Они вошли в столовую. Интересно было видеть, как вспыхнули и тут же погасли его глаза, как у кошки, которая услышала подозрительный шорох.
— Вы разрешите посмотреть?
Он вежливо и бегло осмотрел картины и отвернулся от них с полным равнодушием.
— Они вам не понравились?
— Нет, почему же. Это хорошие, добротные пейзажи, просто такие работы часто встречаются, они повторяют что-то, что мы уже много раз видели. А больше ничего у него не было?
— Было, конечно, но все в том же духе. Впрочем, может быть, чего-нибудь я не знаю.
— Жаль. В общем-то хороший художник…
— А знаете, Глеб Владиславович, у нас ведь есть еще картины, целая груда, это его жены, еще при жизни все их она сняла и убрала на антресоли, там они и валяются…
Конечно, Лиза бы и не вспомнила о них, если бы не пакет, перевязанный тесемкой, который хранился в глубине ее стола, если бы не генеральная уборка, проведенная осенью, на которой черным пятном остались неразобранные пыльные огромные антресоли.

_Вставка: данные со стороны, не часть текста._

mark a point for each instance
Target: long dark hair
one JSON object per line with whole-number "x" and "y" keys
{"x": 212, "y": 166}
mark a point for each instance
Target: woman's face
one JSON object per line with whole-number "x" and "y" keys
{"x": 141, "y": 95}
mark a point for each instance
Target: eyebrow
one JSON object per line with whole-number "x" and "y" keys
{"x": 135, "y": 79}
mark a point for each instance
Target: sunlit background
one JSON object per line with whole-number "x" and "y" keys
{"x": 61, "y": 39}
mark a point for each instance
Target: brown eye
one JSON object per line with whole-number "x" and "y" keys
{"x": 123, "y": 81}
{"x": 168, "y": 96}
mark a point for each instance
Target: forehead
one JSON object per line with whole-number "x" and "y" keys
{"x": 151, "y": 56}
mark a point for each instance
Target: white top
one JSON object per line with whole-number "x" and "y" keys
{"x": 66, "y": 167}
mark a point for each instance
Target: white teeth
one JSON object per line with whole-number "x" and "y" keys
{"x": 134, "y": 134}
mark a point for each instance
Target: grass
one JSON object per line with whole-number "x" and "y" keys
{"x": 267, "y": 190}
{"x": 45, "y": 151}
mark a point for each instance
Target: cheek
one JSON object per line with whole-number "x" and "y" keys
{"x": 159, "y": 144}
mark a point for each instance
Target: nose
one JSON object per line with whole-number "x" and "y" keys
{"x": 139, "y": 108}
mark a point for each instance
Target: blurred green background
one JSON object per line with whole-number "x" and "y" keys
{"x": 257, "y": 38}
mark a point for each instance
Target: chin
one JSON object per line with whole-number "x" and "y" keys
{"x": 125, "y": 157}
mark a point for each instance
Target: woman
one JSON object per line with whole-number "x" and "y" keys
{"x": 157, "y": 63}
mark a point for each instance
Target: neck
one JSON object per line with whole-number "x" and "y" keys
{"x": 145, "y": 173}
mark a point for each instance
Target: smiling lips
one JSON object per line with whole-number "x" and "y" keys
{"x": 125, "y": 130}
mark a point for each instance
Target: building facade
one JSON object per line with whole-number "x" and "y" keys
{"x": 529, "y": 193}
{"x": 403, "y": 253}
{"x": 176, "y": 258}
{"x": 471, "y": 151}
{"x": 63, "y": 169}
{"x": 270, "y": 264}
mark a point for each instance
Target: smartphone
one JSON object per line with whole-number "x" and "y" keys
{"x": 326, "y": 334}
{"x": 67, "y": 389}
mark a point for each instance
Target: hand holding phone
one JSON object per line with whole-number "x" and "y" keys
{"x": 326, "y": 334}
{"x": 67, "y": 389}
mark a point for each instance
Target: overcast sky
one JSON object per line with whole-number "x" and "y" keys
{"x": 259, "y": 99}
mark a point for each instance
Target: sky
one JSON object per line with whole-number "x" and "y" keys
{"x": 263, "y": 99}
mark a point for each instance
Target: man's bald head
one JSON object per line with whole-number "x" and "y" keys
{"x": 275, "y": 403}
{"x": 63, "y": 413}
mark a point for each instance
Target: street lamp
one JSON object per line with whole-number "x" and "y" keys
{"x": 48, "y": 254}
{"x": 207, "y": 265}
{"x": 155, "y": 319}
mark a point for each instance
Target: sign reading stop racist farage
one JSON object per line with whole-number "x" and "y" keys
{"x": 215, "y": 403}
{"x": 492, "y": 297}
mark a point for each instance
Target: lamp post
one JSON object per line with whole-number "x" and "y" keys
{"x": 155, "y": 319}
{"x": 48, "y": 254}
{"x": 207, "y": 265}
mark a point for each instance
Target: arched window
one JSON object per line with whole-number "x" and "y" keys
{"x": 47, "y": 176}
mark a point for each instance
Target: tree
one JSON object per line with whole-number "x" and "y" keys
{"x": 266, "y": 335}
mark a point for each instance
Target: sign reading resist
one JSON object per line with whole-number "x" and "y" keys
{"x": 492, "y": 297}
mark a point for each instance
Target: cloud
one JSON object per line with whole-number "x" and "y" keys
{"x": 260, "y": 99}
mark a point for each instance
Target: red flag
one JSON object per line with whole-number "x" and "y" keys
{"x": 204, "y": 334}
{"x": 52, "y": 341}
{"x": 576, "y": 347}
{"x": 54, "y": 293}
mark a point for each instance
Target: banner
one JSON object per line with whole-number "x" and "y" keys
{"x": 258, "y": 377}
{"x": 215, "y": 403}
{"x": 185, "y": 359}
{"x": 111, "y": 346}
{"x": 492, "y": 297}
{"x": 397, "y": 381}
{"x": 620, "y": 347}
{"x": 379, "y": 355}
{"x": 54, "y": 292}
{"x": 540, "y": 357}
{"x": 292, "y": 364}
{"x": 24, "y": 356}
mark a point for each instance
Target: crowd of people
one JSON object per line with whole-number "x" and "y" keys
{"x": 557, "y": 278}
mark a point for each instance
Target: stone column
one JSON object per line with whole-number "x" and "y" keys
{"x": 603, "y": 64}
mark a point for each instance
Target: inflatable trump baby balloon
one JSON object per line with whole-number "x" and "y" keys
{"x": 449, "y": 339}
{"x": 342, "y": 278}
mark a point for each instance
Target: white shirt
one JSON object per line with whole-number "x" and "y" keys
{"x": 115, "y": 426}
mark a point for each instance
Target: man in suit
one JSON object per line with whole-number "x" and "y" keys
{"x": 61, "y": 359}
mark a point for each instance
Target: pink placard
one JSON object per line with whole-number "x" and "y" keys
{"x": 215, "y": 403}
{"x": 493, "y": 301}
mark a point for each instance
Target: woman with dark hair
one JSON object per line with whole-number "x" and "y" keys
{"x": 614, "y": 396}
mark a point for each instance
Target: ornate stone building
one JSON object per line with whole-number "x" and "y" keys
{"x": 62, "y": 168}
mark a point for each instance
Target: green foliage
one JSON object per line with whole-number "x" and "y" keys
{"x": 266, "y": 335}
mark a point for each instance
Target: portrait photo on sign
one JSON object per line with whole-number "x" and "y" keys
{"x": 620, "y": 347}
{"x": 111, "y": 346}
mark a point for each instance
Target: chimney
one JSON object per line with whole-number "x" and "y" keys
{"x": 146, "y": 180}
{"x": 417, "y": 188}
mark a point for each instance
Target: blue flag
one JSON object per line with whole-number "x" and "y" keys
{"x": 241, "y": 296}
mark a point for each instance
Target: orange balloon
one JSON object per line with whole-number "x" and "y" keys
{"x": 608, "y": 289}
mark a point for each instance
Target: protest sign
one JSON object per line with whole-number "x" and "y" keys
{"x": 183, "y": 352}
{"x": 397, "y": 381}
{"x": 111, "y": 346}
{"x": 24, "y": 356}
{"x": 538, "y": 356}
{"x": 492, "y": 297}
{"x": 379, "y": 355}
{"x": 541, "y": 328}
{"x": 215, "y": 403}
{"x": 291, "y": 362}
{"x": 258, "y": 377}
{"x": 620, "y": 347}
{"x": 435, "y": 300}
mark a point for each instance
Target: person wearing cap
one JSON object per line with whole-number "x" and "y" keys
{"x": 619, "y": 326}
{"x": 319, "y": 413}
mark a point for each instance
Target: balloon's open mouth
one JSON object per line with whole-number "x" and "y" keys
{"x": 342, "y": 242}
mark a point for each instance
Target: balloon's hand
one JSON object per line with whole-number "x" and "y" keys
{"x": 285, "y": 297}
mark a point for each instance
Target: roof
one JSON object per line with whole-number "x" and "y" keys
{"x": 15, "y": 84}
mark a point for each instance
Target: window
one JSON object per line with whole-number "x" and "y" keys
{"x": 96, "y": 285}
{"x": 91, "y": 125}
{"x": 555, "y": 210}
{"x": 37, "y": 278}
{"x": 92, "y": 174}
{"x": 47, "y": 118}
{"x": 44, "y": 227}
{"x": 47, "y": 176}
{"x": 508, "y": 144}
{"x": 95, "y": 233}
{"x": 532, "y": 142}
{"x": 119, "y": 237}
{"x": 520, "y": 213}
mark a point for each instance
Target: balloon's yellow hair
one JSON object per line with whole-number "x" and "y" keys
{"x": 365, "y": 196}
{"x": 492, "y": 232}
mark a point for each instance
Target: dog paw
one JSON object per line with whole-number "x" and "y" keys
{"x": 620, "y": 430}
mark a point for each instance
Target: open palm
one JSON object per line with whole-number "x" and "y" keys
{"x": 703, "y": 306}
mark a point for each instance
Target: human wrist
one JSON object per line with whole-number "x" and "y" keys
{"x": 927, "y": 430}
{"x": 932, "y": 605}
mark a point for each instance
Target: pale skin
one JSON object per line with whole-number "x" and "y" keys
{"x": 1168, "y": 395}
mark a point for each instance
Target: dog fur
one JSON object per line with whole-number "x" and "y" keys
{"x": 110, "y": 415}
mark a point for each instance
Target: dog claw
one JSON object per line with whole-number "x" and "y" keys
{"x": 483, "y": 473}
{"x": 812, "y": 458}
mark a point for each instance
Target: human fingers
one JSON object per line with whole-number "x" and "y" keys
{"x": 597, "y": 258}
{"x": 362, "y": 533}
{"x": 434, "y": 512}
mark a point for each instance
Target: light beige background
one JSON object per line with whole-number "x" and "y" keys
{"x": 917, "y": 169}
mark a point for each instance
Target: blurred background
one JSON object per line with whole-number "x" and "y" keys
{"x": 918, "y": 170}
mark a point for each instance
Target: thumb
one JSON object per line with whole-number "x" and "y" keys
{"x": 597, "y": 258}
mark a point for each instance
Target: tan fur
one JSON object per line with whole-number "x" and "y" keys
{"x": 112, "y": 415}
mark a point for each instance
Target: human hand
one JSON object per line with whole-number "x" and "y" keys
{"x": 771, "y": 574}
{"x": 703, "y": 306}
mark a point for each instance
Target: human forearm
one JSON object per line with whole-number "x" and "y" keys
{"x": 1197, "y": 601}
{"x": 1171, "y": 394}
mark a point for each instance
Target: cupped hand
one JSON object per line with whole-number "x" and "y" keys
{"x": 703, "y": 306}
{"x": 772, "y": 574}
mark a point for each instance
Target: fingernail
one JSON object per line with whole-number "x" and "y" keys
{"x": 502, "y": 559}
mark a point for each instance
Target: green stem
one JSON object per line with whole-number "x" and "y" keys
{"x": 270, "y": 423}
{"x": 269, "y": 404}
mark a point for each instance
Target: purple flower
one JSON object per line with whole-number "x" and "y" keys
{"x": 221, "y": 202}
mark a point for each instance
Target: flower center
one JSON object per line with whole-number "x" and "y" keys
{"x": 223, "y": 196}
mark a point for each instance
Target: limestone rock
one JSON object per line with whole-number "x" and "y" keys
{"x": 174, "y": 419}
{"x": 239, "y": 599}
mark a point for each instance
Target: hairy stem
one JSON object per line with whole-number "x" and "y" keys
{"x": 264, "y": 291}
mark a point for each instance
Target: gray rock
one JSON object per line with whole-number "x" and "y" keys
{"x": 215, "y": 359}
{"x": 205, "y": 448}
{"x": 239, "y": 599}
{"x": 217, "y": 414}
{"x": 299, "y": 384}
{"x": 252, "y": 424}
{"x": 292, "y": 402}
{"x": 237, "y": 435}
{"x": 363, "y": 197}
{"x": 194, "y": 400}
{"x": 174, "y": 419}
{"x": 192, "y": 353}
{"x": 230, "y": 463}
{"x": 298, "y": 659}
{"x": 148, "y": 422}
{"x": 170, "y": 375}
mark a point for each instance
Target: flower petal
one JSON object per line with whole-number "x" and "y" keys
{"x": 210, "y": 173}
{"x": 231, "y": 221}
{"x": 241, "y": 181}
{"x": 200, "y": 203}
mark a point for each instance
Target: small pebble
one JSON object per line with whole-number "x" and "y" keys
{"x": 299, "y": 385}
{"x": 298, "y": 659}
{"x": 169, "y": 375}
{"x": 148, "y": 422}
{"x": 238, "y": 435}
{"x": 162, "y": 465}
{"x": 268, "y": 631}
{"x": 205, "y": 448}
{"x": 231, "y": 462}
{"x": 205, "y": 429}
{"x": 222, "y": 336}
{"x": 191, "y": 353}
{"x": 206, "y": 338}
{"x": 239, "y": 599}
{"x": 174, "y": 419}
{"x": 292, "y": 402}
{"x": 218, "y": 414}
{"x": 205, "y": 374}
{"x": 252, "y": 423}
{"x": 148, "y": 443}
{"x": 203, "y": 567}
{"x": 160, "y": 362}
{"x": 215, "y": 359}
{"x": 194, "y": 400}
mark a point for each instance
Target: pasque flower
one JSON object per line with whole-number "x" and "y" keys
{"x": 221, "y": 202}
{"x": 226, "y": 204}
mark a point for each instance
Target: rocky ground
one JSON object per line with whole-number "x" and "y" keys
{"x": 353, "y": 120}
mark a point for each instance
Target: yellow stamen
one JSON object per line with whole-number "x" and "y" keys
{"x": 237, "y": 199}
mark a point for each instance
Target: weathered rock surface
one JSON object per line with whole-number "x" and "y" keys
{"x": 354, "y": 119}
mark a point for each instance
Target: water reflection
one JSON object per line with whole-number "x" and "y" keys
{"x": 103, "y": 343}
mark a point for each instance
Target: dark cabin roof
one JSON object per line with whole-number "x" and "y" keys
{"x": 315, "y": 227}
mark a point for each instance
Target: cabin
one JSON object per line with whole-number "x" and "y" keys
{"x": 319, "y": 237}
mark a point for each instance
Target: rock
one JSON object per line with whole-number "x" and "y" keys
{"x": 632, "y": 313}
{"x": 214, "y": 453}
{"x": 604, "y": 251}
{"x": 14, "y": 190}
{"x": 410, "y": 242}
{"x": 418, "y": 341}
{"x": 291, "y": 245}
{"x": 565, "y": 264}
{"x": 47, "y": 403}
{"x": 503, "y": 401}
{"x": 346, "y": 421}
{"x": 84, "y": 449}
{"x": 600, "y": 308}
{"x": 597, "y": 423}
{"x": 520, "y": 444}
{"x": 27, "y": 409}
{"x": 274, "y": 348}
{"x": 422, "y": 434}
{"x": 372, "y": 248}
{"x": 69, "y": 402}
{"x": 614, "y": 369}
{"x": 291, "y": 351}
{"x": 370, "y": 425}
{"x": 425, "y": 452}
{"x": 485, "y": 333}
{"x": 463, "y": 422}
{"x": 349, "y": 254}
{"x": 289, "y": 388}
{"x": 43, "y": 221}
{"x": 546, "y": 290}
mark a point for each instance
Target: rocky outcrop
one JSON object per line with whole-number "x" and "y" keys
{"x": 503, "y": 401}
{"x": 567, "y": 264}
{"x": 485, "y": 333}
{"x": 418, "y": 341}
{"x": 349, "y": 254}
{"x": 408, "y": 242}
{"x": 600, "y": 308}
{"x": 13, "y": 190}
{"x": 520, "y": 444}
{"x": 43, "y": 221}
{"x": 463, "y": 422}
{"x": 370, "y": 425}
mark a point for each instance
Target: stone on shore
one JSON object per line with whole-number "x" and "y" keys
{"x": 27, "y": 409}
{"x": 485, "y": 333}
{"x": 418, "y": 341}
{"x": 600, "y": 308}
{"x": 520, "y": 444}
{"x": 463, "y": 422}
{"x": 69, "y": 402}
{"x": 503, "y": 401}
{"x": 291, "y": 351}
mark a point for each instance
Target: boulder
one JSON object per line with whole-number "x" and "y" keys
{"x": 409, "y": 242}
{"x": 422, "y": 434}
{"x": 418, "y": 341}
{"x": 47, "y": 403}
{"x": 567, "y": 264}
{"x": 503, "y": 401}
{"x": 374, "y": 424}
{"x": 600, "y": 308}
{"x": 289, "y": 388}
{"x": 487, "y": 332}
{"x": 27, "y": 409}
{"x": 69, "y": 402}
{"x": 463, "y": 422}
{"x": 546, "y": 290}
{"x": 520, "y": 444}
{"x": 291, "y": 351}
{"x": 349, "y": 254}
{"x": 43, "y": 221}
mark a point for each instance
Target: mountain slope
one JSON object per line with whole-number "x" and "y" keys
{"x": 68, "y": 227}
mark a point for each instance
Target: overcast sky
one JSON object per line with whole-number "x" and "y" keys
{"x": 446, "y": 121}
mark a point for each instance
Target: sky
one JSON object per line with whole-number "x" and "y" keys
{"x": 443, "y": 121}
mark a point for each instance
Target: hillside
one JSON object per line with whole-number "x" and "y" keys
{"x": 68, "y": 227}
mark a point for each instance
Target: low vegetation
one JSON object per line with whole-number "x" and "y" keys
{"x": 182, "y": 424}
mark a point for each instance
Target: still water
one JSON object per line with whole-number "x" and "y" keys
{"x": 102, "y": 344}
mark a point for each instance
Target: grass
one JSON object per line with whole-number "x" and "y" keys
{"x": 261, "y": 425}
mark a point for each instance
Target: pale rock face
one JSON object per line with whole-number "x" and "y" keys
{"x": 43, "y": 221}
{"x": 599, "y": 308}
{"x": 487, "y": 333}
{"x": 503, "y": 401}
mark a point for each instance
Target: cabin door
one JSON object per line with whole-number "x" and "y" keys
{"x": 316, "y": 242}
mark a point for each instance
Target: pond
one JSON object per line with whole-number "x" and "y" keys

— А что, она тоже была художницей?
— Да. Только не совсем профессиональной. Больше музыкантшей.
— Это очень интересно. Я бы с большим удовольствием посмотрел.
— Я чувствую, что час мой пробил, — засмеялся Женя, — иду за лестницей. Граждане, готовьтесь к пыльной буре.
Он передавал сверху полотна и картоны, а Лиза перетирала их тряпкой и ставила в коридоре вдоль стены. И по мере того как она ставила, она сама начинала понимать, что происходит что-то невероятное, случилось чудо. А Женя все подавал и подавал и глухо спрашивал из глубины антресолей:
— Может быть, хватит? Тут еще много.
— Нет-нет, давайте все, — пронзительным, властным голосом сказал Троицкий и оглянулся на Лизу с извиняющейся улыбкой.
Потом он бегал по коридору, переставляя полотна так и сяк, сердито взглядывая на тусклую лампочку, и вдруг сказал:
— Нет, это ни к черту не годится, надо все нести в комнату, здесь же абсолютно ничего не видно!
Они перетаскивали картины в комнату и снова расставляли. И чем больше они на них смотрели, тем ярче и радостнее казались эти веселые непритязательные полотна. Тут было вперемешку все, что угодно: пестрые натюрморты, один — с капустой, помидорами и румяным яблоком, закатившимся почему-то в угол картины, другой — с тыквами, рыбой и кудрявой зеленью, потом еще с лиловыми баклажанами на деревянной доске и с грибами в лубяной корзине. Были маленькие прозрачные пейзажики, написанные, вероятно, где-то в Крыму, на них виднелись каменные тесаные стены каких-то строений, смутная воздушная листва неведомых деревьев, а за всем этим — тающая граница моря и неба. А на других, подмосковных, пейзажах узнавались те же места, что и на картинах Александра Васильевича, только писались они с другой точки и на них непременно, как бы нечаянно,
А у другой стены стояла еще целая серия картин, самых больших и, наверное, самых законченных. Это были целые композиции с цветами, листьями, травами, а в одну из этих композиций был включен автопортрет художницы. Молодая, улыбающаяся Мария Николаевна с маками в руках с надеждой и доверием смотрела на Лизу из глубины полотна — из того мира, который больше никогда не будет существовать и который оставался и жил на одном только этом клочке холста.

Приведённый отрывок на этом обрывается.